Abstract

To determine the impact of speech therapy on asthma and allergic rhinitis control in mouth breathing children and adolescents. This was a quasi-experimental randomized study of 24 mouth breathing patients with asthma and allergic rhinitis, aged from 6 to 15 years. All patients were taking beclomethasone diproprionate through oral inhalation at the start of the study. At enrollment on the study, oral inhalation was substituted with exclusively nasal inhalation and 1 month later half of the patients began speech therapy. They attended 16 speech therapy sessions in 8 weeks and continued taking beclomethasone dipropionate through exclusively nasal inhalation (BDT group).

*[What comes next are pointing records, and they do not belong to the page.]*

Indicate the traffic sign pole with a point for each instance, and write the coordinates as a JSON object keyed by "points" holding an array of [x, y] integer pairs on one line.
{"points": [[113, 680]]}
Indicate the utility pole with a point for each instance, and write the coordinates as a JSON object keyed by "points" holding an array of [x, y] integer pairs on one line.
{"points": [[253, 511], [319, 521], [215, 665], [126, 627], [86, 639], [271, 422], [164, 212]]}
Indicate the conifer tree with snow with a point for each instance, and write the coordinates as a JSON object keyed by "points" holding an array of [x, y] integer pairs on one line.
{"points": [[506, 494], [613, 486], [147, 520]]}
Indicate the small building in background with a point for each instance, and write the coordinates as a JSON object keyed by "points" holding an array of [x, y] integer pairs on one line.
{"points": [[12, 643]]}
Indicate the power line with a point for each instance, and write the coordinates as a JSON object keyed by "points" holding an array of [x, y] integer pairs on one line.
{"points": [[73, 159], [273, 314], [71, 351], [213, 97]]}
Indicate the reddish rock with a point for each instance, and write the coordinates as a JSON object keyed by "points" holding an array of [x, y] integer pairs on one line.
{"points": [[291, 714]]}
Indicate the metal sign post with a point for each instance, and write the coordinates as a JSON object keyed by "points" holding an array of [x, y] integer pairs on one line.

The comparison group received only beclomethasone diproprionate through exclusively nasal inhalation (BDI group). Both groups were assessed five times. Clinical scores were calculated for allergic rhinitis and asthma, an adapted version of the Marchesan orofacial myofunctional assessment protocol was applied, and parents/guardians' observations were recorded, in addition to spirometry measurements of peak inspiratory and peak expiratory flow. There were significant improvements in the BDT group: clinical asthma score at T5 (p = 0.046); peak inspiratory flow at T4 (p = 0.030); peak expiratory flow at T3 (p = 0.008); breathing mode and lip position (p = 0.000) from T3 onwards; and parents/guardians' observations at T2, T4, and T5 (p = 0.010; p = 0.027; p = 0.030). Speech therapy in combination with beclomethasone diproprionate through exclusively nasal inhalation resulted in earlier and longer-lasting clinical and functional control of asthma, allergic rhinitis, and mouth breathing than was achieved in the group that only took beclomethasone diproprionate.